Hi, I have got a job offer from a international company but office in Malaysia. So they offered me salary in local standard, 7000RM plus housing 2000RM and etc. It's application engineer position, and I am originally from Korean and the salary base seems good in the local standard, but not at all in my country's standard. I have to use Korean and English both and my major works are related for Korean customers.
1. have your companies offered you in local standard or your own country's standard? 
2. when the local office hire you, do they pay you for language allowance as well?
Please, give me any advice if you have ideas about working in Malaysia as expat.  Thanks!


----------



## jlego

Hi,

I have been offered using Malaysia's standard.

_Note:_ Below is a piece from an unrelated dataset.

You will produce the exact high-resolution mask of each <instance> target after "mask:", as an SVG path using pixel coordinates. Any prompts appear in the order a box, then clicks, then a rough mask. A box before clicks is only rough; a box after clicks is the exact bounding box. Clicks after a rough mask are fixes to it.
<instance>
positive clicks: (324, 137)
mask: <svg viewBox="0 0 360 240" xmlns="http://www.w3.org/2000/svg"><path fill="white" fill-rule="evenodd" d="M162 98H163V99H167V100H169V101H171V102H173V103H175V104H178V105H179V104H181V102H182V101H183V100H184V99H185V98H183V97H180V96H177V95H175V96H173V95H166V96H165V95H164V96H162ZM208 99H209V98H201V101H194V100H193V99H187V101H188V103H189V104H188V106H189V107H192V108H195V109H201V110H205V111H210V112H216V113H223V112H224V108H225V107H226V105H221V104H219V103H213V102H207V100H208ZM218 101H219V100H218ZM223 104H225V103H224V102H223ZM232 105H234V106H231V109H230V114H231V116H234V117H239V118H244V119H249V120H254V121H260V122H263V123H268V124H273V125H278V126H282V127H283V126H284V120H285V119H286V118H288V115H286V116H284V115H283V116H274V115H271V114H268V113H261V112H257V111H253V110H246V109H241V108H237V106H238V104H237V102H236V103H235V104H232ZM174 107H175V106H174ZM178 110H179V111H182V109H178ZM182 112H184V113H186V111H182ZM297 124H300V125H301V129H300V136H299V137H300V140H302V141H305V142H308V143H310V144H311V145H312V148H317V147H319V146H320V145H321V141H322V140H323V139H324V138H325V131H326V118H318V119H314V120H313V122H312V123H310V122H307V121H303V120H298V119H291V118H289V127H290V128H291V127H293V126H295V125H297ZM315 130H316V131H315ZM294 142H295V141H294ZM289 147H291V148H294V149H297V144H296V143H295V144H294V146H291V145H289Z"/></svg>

I believe you have a good salary package plus the housing. You can accept this if they will hire you as a permanent staff.

For the language, no, my company does not pay for it.


----------



## jasc

Hi peachtree, the salary package is a pretty good package but so far I heard language allowance is normally not paid separately. They would give you a higher salary based on your language skills so in another words already included in your salary. You can still negotiate for a higher salary, maybe RM8000 with the reason you will need to communicate in 2 languages. Also you can ask if there is any relocation allowance?


----------



## fiza

Hello there,

Rm 7000 I would say is in mid range. Can live comfortably but not too luxurious. 

But if you are single, it will be more than enuff.


----------



## alicekang88

Which city of Malaysia will you be in? Penang, Kuala Lumpur or Johor Bahru? Each city cost of living is diff. Johor is more cheaper compare to KL and Penang lol


----------



## tamimi

the main thing to consider is the city...in the capital 7k+2k will be medium offer


----------



## sendomike

There is a pretty large Korean expat community in Mont Kiara (MK).
If you are single, then you can probably get a decent studio or 1-bedroom apartment in MK.


----------



## DanielKL

May I know you what is your working experience? If you are a fresh graduate the pay seems quite reasonable


----------